Changer souvent de poste peut être mal vu par les recruteurs. Mais à quel point ? Et à quel moment est-on considéré comme un "job-zappeur" ? Robert Half s’est intéressé à la question. Les résultats ont de quoi surprendre.

Face à un CV, les recruteurs ont des critères de sélection très variés, mais il y en a un qui revient souvent : la stabilité du candidat. Et si son parcours professionnel comporte de nombreux changements de poste, il peut être considéré comme un "job-zappeur". Mais cette notion de "job-zapping" est subjective et peut varier d’un employeur à l’autre. À partir de combien de changements est-on considéré comme un candidat instable dans le secteur finance-comptabilité ? C’est ce qu’a voulu savoir Robert Half dans sa dernière étude publiée ce 4 mars 2015.

"Job-zappeur", qui es-tu ?


Pour la plus grande part des directeurs administratifs et financiers interrogés par le cabinet de recrutement, 30 % voient un candidat comme un "job-zappeur" lorsqu’il a changé 3 fois de poste en 10 ans. Ce qui équivaut à un changement tous les 3 ans en moyenne ! Pour Bruno Fadda, directeur chez Robert Half France cela n’a rien de surprenant : « c’est la fonction qui veut ça.

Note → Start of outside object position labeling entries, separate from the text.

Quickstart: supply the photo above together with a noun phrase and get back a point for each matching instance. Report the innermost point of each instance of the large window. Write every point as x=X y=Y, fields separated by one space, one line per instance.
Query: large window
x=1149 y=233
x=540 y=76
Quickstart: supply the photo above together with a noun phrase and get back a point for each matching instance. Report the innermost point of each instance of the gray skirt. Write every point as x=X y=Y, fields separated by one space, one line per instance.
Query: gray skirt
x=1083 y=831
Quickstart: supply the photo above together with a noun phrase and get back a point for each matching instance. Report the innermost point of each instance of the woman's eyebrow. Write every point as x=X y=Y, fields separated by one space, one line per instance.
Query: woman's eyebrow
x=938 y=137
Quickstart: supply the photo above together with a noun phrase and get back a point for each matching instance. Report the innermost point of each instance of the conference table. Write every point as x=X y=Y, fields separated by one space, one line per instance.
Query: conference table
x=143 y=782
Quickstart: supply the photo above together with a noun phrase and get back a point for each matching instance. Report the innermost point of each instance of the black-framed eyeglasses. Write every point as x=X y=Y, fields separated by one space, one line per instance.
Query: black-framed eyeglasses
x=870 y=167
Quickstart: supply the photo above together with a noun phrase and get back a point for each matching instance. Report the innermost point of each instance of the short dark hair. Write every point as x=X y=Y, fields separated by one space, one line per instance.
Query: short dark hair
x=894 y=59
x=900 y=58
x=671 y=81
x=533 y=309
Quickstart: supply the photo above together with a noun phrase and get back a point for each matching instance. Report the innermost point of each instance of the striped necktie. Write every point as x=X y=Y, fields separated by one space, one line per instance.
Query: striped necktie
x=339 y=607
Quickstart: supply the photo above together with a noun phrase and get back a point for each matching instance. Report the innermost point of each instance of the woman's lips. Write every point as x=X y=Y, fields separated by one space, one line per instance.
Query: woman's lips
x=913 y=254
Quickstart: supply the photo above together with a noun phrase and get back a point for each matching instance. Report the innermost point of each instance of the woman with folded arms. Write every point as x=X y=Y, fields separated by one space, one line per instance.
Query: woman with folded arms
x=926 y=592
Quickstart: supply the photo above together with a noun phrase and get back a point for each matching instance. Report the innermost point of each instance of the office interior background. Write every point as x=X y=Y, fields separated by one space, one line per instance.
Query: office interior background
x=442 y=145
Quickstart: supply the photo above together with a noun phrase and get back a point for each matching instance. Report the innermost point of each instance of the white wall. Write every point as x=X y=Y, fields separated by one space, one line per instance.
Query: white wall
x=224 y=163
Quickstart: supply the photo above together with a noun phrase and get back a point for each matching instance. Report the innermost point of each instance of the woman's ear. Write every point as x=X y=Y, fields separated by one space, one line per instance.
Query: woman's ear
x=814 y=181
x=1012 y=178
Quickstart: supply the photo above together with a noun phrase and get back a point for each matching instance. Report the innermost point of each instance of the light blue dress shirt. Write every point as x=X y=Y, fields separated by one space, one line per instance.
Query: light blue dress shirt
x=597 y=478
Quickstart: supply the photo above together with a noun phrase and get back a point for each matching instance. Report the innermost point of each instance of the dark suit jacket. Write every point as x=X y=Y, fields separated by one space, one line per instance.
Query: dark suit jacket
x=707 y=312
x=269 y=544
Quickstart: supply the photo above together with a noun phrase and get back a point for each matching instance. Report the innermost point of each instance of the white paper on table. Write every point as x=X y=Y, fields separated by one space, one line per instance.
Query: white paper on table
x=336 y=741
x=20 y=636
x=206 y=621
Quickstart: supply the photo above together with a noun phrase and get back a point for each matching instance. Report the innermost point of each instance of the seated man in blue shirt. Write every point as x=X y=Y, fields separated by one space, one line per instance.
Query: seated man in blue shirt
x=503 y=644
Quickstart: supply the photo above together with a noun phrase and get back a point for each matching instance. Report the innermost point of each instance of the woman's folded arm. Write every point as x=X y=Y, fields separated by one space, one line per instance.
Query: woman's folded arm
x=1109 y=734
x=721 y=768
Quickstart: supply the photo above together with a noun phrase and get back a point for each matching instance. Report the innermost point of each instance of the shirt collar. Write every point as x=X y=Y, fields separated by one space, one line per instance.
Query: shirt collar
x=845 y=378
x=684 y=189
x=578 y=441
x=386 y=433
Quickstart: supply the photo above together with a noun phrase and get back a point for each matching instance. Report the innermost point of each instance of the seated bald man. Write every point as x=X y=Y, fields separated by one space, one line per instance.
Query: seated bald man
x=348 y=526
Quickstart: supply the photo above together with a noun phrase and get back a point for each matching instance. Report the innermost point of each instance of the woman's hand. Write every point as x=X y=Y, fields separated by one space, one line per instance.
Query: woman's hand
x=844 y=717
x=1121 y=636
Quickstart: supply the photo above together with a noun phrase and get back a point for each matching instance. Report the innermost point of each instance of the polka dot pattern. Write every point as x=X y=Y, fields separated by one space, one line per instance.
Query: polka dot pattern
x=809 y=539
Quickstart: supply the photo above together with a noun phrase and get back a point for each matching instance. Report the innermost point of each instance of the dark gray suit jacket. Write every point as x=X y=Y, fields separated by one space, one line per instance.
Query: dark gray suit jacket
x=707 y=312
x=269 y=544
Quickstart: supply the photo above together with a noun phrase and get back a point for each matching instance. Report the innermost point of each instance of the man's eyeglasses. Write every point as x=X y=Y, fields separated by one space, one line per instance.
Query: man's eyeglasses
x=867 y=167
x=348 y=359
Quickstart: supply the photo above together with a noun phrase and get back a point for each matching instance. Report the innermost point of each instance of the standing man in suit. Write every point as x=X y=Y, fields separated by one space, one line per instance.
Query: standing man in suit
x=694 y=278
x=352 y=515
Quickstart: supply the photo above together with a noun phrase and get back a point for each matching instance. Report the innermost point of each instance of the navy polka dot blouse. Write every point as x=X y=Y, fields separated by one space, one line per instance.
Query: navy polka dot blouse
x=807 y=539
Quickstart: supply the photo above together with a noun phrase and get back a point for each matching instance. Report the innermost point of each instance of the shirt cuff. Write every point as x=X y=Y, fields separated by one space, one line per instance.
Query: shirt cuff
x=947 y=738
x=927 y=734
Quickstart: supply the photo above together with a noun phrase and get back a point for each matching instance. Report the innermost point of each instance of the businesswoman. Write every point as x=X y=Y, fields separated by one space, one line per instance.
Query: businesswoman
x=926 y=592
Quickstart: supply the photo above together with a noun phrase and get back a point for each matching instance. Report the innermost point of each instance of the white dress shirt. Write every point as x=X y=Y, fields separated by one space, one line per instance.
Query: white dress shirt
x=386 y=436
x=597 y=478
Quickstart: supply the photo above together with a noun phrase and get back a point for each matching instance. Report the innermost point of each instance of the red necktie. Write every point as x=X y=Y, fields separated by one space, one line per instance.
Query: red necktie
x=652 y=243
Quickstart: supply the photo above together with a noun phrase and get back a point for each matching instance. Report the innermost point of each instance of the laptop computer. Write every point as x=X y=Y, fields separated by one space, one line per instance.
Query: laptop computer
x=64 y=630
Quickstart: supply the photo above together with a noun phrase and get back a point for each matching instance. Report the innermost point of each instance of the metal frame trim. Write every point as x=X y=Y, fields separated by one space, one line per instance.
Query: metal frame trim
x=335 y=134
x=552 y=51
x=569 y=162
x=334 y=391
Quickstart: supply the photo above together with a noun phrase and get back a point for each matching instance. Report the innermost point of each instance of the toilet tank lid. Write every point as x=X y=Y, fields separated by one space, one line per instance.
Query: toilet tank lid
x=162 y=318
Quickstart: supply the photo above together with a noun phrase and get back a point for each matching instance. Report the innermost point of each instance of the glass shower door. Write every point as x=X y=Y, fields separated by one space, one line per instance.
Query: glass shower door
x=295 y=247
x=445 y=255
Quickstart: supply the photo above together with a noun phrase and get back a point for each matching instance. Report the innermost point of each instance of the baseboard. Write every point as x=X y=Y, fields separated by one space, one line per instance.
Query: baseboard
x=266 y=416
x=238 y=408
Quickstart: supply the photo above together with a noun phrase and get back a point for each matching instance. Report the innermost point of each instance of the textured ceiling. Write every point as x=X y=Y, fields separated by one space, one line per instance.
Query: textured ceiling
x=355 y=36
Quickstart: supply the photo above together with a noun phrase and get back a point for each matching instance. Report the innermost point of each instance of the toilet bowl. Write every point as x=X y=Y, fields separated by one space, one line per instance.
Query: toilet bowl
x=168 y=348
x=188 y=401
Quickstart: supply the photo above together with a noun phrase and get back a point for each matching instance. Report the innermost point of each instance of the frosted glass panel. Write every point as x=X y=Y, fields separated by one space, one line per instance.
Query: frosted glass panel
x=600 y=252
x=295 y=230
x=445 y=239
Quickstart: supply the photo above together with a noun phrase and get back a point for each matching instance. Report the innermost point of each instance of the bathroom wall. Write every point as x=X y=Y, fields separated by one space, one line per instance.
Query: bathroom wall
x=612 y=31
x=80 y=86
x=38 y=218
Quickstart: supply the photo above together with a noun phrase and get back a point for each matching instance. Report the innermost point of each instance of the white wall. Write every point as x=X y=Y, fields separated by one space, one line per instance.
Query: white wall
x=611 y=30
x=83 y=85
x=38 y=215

Les métiers de la finance et de la comptabilité nécessitent une certaine stabilité, les DAF sont donc à la recherche de candidats aux parcours lisses, quel que soit le type de poste ».
Si le job-zapping est vécu différemment selon les recruteurs, là où ils sont unanimes, c’est dans leur réaction face à ces candidats. 83 % des sondés se déclarent prêts à éliminer un candidat sous prétexte qu’il est un "job-zappeur". Un chiffre qui démontre le très fort attachement des employeurs de la filière finance-comptabilité à la stabilité de leurs futures recrues. «Un phénomène qui, malgré un marché de l’emploi très dynamique dans le secteur, ne montre pas de signe d’évolution », reconnaît Bruno Fadda.